When you run the crosstab for your two variables, put the independent variable in the column and the dependent variable in the row of your table.  If you do this, you will always want to tell SPSS to compute the column percents.  Remember that you want to compare the percents straight across, not down or on the diagonal.

Write a paragraph describing the relationship between respondents’ sex and their opinion on gun control.  Were women more or less likely than men to favor gun control? Use the percents to help you describe this relationship.

Part III – Argument or Theory

We started with the hypothesis that women will be more in favor of increased gun control than men.  Recall that a hypothesis specifies the relationship that you expect to find between two variables.  But why do we think our hypothesis will be true?  We need to have a logical, well thought out rationale for our hypothesis.  This is often called an argument or a theory.  We’ll call it an argument for the purposes of this exercise. For example, in this example, our argument might go something like this.
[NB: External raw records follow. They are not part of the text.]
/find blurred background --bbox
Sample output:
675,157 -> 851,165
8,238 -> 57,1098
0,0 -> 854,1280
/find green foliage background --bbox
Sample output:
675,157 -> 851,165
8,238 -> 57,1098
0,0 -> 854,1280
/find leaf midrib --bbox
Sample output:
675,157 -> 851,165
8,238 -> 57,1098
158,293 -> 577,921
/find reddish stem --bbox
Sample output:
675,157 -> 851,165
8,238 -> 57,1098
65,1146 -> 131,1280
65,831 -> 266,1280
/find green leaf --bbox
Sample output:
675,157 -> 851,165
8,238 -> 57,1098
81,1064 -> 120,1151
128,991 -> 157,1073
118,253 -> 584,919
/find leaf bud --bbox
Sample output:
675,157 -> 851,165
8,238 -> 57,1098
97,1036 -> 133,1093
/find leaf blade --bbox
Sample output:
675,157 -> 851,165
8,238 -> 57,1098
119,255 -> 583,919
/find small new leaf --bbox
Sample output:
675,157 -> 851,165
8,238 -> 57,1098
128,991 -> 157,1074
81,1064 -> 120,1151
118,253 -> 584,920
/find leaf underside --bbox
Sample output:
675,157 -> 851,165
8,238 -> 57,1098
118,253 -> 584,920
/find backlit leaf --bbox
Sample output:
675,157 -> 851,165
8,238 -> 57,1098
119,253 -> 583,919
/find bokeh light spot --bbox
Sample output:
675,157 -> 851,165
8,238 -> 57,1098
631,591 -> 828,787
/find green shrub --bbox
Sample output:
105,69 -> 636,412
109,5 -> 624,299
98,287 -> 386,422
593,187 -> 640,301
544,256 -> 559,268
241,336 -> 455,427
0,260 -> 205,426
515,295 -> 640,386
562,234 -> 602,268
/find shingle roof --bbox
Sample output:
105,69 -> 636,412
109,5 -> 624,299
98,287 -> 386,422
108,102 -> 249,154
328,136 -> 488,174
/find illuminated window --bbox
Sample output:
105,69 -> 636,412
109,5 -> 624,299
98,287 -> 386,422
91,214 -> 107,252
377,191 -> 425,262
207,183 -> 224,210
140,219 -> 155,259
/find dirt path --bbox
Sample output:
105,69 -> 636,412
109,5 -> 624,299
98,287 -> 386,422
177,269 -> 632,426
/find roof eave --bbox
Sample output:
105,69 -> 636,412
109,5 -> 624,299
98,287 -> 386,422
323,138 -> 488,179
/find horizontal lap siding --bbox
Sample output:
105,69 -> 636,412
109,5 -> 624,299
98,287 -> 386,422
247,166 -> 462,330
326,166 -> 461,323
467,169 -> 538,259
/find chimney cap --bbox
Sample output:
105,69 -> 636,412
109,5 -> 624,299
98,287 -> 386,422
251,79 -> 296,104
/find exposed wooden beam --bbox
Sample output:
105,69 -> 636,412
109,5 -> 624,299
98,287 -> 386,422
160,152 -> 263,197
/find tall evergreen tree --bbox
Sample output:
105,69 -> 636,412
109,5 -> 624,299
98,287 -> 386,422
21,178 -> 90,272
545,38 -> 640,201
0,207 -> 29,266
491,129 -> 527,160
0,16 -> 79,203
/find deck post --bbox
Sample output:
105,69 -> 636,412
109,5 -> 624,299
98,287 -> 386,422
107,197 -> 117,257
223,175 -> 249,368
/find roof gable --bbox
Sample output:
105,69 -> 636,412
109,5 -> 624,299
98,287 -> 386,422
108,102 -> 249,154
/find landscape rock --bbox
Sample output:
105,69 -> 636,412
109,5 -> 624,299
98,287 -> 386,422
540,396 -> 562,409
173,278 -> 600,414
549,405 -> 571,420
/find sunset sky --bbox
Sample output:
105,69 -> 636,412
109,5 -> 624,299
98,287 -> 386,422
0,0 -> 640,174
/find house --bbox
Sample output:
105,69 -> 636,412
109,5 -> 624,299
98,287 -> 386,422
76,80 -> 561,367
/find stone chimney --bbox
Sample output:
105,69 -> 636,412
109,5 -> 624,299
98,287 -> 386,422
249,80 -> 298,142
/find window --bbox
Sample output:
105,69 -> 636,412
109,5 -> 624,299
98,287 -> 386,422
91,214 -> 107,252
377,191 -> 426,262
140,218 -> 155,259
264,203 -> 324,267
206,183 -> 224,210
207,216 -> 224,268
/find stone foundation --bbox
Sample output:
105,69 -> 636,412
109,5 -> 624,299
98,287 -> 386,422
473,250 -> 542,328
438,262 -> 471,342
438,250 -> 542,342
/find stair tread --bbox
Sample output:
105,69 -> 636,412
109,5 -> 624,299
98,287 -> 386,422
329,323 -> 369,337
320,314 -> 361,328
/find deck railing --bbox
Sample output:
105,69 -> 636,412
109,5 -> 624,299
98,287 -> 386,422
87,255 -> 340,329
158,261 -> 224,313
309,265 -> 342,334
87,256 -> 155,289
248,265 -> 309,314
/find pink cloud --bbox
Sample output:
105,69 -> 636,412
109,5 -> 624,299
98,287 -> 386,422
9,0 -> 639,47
Women are more concerned than men with violence and the effects of violence on others.  This is because women bear children and women have the primary responsibility for rearing children.  This means that women are more concerned than men with the effects of violence on their children and the children of others.  Therefore, women will be more in favor of increased gun control than men.

Notice that the conclusion to our argument is the hypothesis.  We can test our argument by testing the hypothesis.  If the hypothesis is false, then we would reject our argument.[1]  If the hypothesis is true, then our argument is more credible.  We couldn’t conclude that the argument was true since that would be committing the “fallacy of affirming the consequent.”[2]  But we could conclude that it is more credible or more believable than it was before you confirmed the hypothesis.

Are there other similar hypotheses that you could derive from this argument?  Look at the variables in the Field data set that start with G2 through G10.  State your hypothesis.  It should be clearly stated and relatively brief (i.e., not more than two sentences).  Then test your hypothesis by running a crosstabulation of the two variables.  Write a short paragraph interpreting the crosstab using the percents.  Be sure to indicate whether the results support your hypothesis.



[1] If you have discussed valid and invalid argument forms this is called “Modus Tollens.”  You could Google “Modus Tollens” to see more examples of this valid argument form.

[2] This is an invalid argument form.